The Rehearsal
- Author: Eleanor Catton
- Language: English
- Genre: Novel, Theatre-fiction
- Published: 2008 Victoria University Press 2009 Granta
- Publication place: New Zealand
- Media type: Print (Hardback)
- Pages: 317 pp (HB Granta edition)
- ISBN: 978-1-84708-116-2 (HB Granta edition)
- OCLC: 319211192

= The Rehearsal (novel) =

2008 debut novel by Eleanor Catton

The Rehearsal is the 2008 debut novel by Eleanor Catton. It was first published by Victoria University Press in New Zealand. The Rehearsal was later bought by Granta Books in the UK and released there in July 2009. In 2016, the film adaptation was screened in the Contemporary World Cinema section at the Toronto International Film Festival.

==Plot summary==
The novel is split into two loosely interconnecting stories.

In the first story a saxophone teacher becomes aware that Victoria, the older sister of Isolde, one of her pupils, has had a sexual affair with the music teacher, Mr. Saladin. While the adults believe that Victoria was raped, Victoria's fellow students believe that the relationship was consensual. They are forced to attend counselling provided by the school. Isolde, who is two years younger than the rest of the students, is forced to attend with the older girls. While there she develops an interest in Julia, who is rumoured to be a lesbian, because she deliberately provokes the counsellor.

The saxophone teacher invites Julia and Isolde to a concert and the two slowly become friends. The saxophone teacher believes that they might be having a sexual affair and reminisces about her own obsessive love with her friend Patsy, who owns the studio she teaches out of and eventually married a man.

Meanwhile Stanley, a high school graduate, successfully auditions for the Institute, a prestigious drama school. While there he finds himself driven to the middle of the pack and is not thought of as being particularly talented. He begins to crave the attention and adulation of his teachers.

The first year students are expected to put on a show of their own creation without the involvement of the instructors. The students eventually settle on a show about the scandal between Victoria and Mr. Saladin. While rehearsing Stanley runs into Isolde, coming from her private saxophone lessons. The two begin dating.

A month into their relationship Stanley is called into the office of the Head of Movement who is told that the saxophone teacher contacted the Institute to complain about Stanley's relationship with Isolde, who is only fifteen. The Head of Movement also reveals that Isolde is Victoria's sister which Stanley had not previously realized. Terrified he meets with Isolde and has a fight with her, accusing her of implying that he raped her to her saxophone teacher.

To make it up to him Isolde takes her parents to Stanley's show, failing to realize what the play is about. After the show, her family, Stanley and his father, get together to discuss what has happened.
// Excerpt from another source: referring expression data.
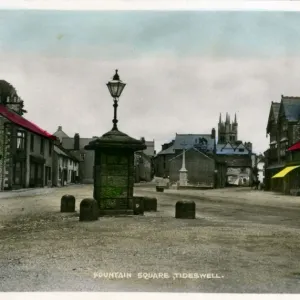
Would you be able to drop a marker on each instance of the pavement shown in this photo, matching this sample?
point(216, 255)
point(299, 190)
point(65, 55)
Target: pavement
point(242, 241)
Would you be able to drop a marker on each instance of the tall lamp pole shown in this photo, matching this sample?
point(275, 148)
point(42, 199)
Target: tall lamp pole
point(115, 87)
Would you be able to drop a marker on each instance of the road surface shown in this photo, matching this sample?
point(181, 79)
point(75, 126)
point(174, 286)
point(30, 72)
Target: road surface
point(242, 241)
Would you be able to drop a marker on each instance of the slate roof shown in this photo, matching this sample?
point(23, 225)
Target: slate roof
point(291, 106)
point(169, 150)
point(68, 142)
point(230, 149)
point(61, 151)
point(192, 140)
point(190, 149)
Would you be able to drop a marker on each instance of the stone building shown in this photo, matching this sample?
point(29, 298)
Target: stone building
point(143, 167)
point(206, 143)
point(227, 131)
point(282, 159)
point(238, 159)
point(25, 149)
point(236, 154)
point(144, 162)
point(161, 161)
point(75, 146)
point(65, 167)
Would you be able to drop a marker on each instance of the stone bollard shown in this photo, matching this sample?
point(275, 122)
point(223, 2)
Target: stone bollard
point(160, 188)
point(150, 204)
point(67, 203)
point(185, 210)
point(88, 210)
point(138, 205)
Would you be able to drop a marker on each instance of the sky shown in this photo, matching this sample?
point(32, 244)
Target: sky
point(181, 69)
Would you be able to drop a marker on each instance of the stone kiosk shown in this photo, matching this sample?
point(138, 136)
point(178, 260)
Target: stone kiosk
point(114, 171)
point(114, 163)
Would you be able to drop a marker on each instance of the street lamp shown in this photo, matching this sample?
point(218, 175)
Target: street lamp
point(115, 87)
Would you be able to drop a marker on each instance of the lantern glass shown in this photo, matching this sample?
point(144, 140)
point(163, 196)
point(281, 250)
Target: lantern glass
point(116, 88)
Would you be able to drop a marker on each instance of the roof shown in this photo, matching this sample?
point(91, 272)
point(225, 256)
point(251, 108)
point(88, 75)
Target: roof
point(169, 150)
point(150, 148)
point(24, 123)
point(291, 107)
point(60, 133)
point(192, 140)
point(61, 151)
point(68, 142)
point(192, 148)
point(230, 148)
point(294, 147)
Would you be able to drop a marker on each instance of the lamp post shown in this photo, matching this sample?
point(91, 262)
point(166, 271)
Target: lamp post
point(183, 170)
point(115, 87)
point(114, 163)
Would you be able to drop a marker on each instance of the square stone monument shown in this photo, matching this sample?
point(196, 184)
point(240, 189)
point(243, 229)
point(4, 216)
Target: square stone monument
point(114, 171)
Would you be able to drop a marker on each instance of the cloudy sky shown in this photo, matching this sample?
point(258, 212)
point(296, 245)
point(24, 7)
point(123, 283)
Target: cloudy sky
point(181, 68)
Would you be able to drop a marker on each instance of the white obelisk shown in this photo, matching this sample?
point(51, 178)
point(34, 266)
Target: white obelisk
point(183, 171)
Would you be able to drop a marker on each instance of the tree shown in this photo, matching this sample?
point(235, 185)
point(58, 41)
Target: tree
point(6, 91)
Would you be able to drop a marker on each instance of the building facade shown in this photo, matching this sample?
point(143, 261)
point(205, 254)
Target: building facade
point(227, 131)
point(65, 167)
point(26, 149)
point(202, 170)
point(238, 159)
point(283, 128)
point(75, 146)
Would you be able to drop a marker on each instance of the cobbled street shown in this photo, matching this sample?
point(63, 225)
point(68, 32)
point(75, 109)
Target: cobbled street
point(249, 239)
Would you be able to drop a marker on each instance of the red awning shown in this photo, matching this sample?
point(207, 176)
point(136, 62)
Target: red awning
point(295, 147)
point(22, 122)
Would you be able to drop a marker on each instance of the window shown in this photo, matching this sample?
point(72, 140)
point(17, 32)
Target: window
point(21, 140)
point(42, 146)
point(32, 142)
point(50, 148)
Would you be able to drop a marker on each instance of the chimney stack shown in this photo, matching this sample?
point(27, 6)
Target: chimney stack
point(213, 133)
point(76, 141)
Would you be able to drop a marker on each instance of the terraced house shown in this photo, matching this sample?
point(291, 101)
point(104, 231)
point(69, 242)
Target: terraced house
point(282, 158)
point(25, 149)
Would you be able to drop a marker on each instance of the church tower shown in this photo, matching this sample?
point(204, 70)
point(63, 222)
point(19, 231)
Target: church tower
point(227, 131)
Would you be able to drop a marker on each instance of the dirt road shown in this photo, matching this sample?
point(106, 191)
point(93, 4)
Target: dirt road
point(243, 240)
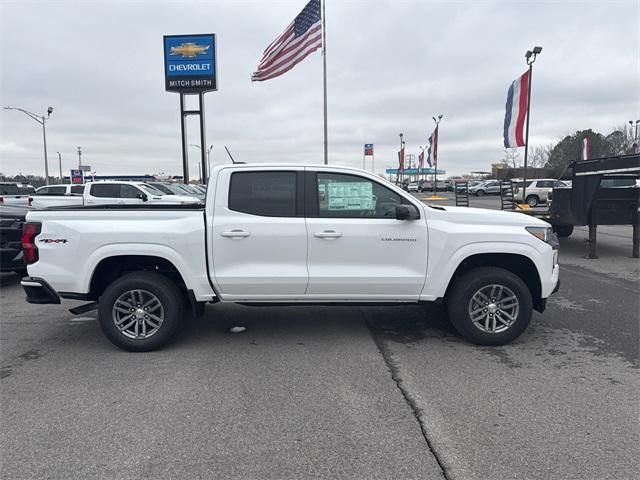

In the aftermath of the affair Victoria returns to school and everything gradually goes back to normal. She asks Julia if she has slept with her sister and asks her to give her enough facts so that she can at least imagine what happened between them.

==Themes==
The Rehearsal could be understood as theatre-fiction, which, as Graham Wolfe explains, refers to "novels and stories that engage in concrete and sustained ways with theatre as artistic practice and industry". The novel describes theatrical technique in great detail and uses what Catton calls "themes of performance and performativity".

==Critical reaction==
The initial reaction in New Zealand was positive, but with reservations. Louise O'Brien in the Listener wrote of, "a new talent who has arrived fully formed, with an accomplished, confident and mature voice. This is a startling novel, striking and strange and brave." However, O'Brien thought that characterisation impaired the reader’s emotional involvement.

The Rehearsal received positive overseas reviews. Ed Caesar in The Times speaks of The Rehearsal as imperfect, but praises “a starburst of talent”. Author Joshua Ferris called it "a glimpse into the future of the novel itself". Justine Jordan writing for The Guardian called it an "astonishing debut novel", and "a cause for surprise and celebration: smart, playful and self-possessed, it has the glitter and mystery of the true literary original".

The novel also won a range of awards including the 2007 Adam Award in Creative Writing, the Amazon.ca First Novel Award, the 2009 Betty Trask Award, and 2009 New Zealand Society of Authors Hubert Church (Montana) Best First Book Award for Fiction.

The Irish novelist Paul Murray has expressed his admiration for the novel, writing, "[T]he book of the year [2010] for me was without doubt The Rehearsal, by the preternaturally gifted New Zealand author Eleanor Catton...Perverse, erotic, complex, funny, experimental, and written with the confidence and courage of a true artist."

==Film version==

The Rehearsal was adapted into a film, directed by Alison Maclean. The film was screened in the Contemporary World Cinema section at the 2016 Toronto International Film Festival.

==Bibliography==
Wolfe, Graham. “Eleanor Catton’s The Rehearsal: Theatrical Fantasy and the Gaze.” Mosaic: A Journal for the Interdisciplinary Study of Literature 49.3 (2016): 91–108.